Les conséquences manifestement excessives sont celles qui conduisent à une situation irréversible et d’une exceptionnelle gravité, à un péril financier irrémédiable.
Celles ci sont appréciées au regard de la situation du débiteur de l’obligation, compte tenu de ses facultés et au regard de celles de remboursement de la partie adverse. Ces deux critères s’apprécient de manière alternative.
Il sera rappelé que l’expulsion ne constitue pas, en elle-même, une conséquence manifestement excessive de nature à justifier une suspension de l’exécution provisoire.
En l’espèce, à l’appui de ses allégations concernant des difficultés financières et pour justifier de sa situation financière, monsieur [F] [Y] verse notamment aux débats ses relevés bancaires pour les mois d’août à décembre 2025 et de janvier 2026 (pièces n°12 à 17 de monsieur [Y]). Sur ces relevés, figurent des virements de monsieur [F] [Y] vers un autre compte bancaire dont il est titulaire et pour lequel il ne justifie d’aucune pièce (pièces n°13, 14, 15, 16 de monsieur [Y]).

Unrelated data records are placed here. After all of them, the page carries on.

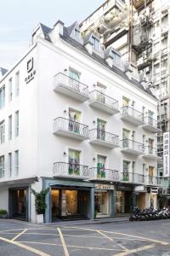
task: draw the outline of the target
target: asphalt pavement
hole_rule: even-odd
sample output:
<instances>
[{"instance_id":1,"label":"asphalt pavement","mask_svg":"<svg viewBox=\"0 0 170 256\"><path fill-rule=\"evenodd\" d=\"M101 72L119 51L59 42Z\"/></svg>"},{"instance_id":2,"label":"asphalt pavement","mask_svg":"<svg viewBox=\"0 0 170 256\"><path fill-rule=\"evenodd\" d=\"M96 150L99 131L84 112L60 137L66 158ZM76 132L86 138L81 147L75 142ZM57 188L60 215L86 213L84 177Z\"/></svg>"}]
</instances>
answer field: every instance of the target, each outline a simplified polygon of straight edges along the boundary
<instances>
[{"instance_id":1,"label":"asphalt pavement","mask_svg":"<svg viewBox=\"0 0 170 256\"><path fill-rule=\"evenodd\" d=\"M32 224L0 220L0 256L170 256L170 220Z\"/></svg>"}]
</instances>

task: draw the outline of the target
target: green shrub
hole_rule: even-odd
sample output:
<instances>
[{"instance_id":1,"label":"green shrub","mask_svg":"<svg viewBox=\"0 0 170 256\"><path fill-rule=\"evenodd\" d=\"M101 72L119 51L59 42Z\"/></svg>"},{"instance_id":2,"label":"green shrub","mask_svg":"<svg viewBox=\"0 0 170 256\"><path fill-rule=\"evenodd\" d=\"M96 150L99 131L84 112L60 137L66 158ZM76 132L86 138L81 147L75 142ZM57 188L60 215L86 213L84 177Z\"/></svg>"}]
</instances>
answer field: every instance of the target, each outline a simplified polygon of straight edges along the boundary
<instances>
[{"instance_id":1,"label":"green shrub","mask_svg":"<svg viewBox=\"0 0 170 256\"><path fill-rule=\"evenodd\" d=\"M6 210L0 209L0 215L7 214Z\"/></svg>"}]
</instances>

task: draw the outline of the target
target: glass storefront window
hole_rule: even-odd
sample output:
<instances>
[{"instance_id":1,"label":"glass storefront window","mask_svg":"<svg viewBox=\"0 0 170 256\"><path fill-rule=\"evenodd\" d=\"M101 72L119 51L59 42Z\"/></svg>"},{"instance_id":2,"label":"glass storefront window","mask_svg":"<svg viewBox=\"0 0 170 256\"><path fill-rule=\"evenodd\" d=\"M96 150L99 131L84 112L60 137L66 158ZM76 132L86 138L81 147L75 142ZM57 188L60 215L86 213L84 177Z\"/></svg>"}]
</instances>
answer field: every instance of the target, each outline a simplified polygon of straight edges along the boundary
<instances>
[{"instance_id":1,"label":"glass storefront window","mask_svg":"<svg viewBox=\"0 0 170 256\"><path fill-rule=\"evenodd\" d=\"M108 191L95 192L95 212L97 217L110 215L110 195Z\"/></svg>"}]
</instances>

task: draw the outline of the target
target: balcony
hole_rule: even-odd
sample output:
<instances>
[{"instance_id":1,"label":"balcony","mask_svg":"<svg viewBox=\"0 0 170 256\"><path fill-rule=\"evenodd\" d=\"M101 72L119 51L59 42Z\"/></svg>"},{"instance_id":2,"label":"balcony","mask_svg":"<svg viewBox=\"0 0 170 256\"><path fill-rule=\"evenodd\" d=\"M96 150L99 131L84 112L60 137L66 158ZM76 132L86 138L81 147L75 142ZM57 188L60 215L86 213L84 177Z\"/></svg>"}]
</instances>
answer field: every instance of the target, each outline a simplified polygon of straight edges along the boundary
<instances>
[{"instance_id":1,"label":"balcony","mask_svg":"<svg viewBox=\"0 0 170 256\"><path fill-rule=\"evenodd\" d=\"M150 146L145 146L144 147L144 155L143 157L146 158L146 159L150 159L150 160L158 160L161 159L158 155L157 155L157 148L155 148L153 147Z\"/></svg>"},{"instance_id":2,"label":"balcony","mask_svg":"<svg viewBox=\"0 0 170 256\"><path fill-rule=\"evenodd\" d=\"M90 177L88 166L65 162L54 163L53 174L55 177L75 178L82 180L88 179Z\"/></svg>"},{"instance_id":3,"label":"balcony","mask_svg":"<svg viewBox=\"0 0 170 256\"><path fill-rule=\"evenodd\" d=\"M59 117L54 120L54 134L85 141L88 139L88 126Z\"/></svg>"},{"instance_id":4,"label":"balcony","mask_svg":"<svg viewBox=\"0 0 170 256\"><path fill-rule=\"evenodd\" d=\"M144 176L143 174L124 172L122 172L122 181L135 184L144 184Z\"/></svg>"},{"instance_id":5,"label":"balcony","mask_svg":"<svg viewBox=\"0 0 170 256\"><path fill-rule=\"evenodd\" d=\"M96 90L91 91L89 95L89 106L111 115L119 112L118 102L115 99Z\"/></svg>"},{"instance_id":6,"label":"balcony","mask_svg":"<svg viewBox=\"0 0 170 256\"><path fill-rule=\"evenodd\" d=\"M110 169L90 168L91 180L96 181L119 181L119 172Z\"/></svg>"},{"instance_id":7,"label":"balcony","mask_svg":"<svg viewBox=\"0 0 170 256\"><path fill-rule=\"evenodd\" d=\"M90 130L89 137L90 143L94 145L99 145L110 149L119 147L119 137L103 130Z\"/></svg>"},{"instance_id":8,"label":"balcony","mask_svg":"<svg viewBox=\"0 0 170 256\"><path fill-rule=\"evenodd\" d=\"M144 177L144 183L147 185L158 186L159 185L159 178L156 176L145 176Z\"/></svg>"},{"instance_id":9,"label":"balcony","mask_svg":"<svg viewBox=\"0 0 170 256\"><path fill-rule=\"evenodd\" d=\"M134 155L140 155L144 154L144 144L129 139L123 139L122 141L121 151L123 153L128 153Z\"/></svg>"},{"instance_id":10,"label":"balcony","mask_svg":"<svg viewBox=\"0 0 170 256\"><path fill-rule=\"evenodd\" d=\"M54 76L54 90L81 102L89 99L88 86L64 73Z\"/></svg>"},{"instance_id":11,"label":"balcony","mask_svg":"<svg viewBox=\"0 0 170 256\"><path fill-rule=\"evenodd\" d=\"M157 120L155 120L151 117L146 116L144 118L144 125L142 128L147 131L157 133L161 132L162 130L157 128Z\"/></svg>"},{"instance_id":12,"label":"balcony","mask_svg":"<svg viewBox=\"0 0 170 256\"><path fill-rule=\"evenodd\" d=\"M142 113L125 106L122 108L121 119L124 121L129 122L134 125L144 125L144 115Z\"/></svg>"}]
</instances>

Monsieur [F] [Y] ne justifie donc pas de sa situation financière et patrimoniale. Il ne peut donc caractériser que le paiement des condamnations le conduirait à péril financier irrémédiable ou à une situation irréversible et d’une exceptionnelle gravité.
Il en résulte qu’il échoue à démontrer l’existence de conséquences manifestement excessives.
Par conséquent, sans qu’il y ait lieu à examiner la condition tenant à l’existence d’un moyen sérieux d’annulation ou de réformation de la décision dont appel, monsieur [F] [Y] sera débouté de sa demande d’arrêt de l’exécution provisoire attachée à l’ordonnance du 30 janvier 2026 rendue par le Juge des contentieux de la protection du Tribunal de proximité de Cannes.
Sur les demandes accessoires
Monsieur [F] [Y] succombant à l’instance sera condamné aux dépens.
Il sera également condamné à payer à madame [H] [N] née [O] la somme de 1.000 euros au titre des dispositions de l’article 700 du code de procédure civile.
PAR CES MOTIFS
Statuant publiquement en référé,
DEBOUTONS monsieur [F] [Y] de sa demande d’arrêt de l’exécution provisoire attachée à l’ordonnance du 30 janvier 2026 rendue par le Juge des contentieux de la protection du Tribunal de proximité de Cannes ;
CONDAMNONS monsieur [F] [Y] à payer à madame [H] [N] née [O] la somme de 1.000 euro au titre des dispositions de l’article 700 du code de procédure civile ;
CONDAMNONS monsieur [F] [Y] aux dépens.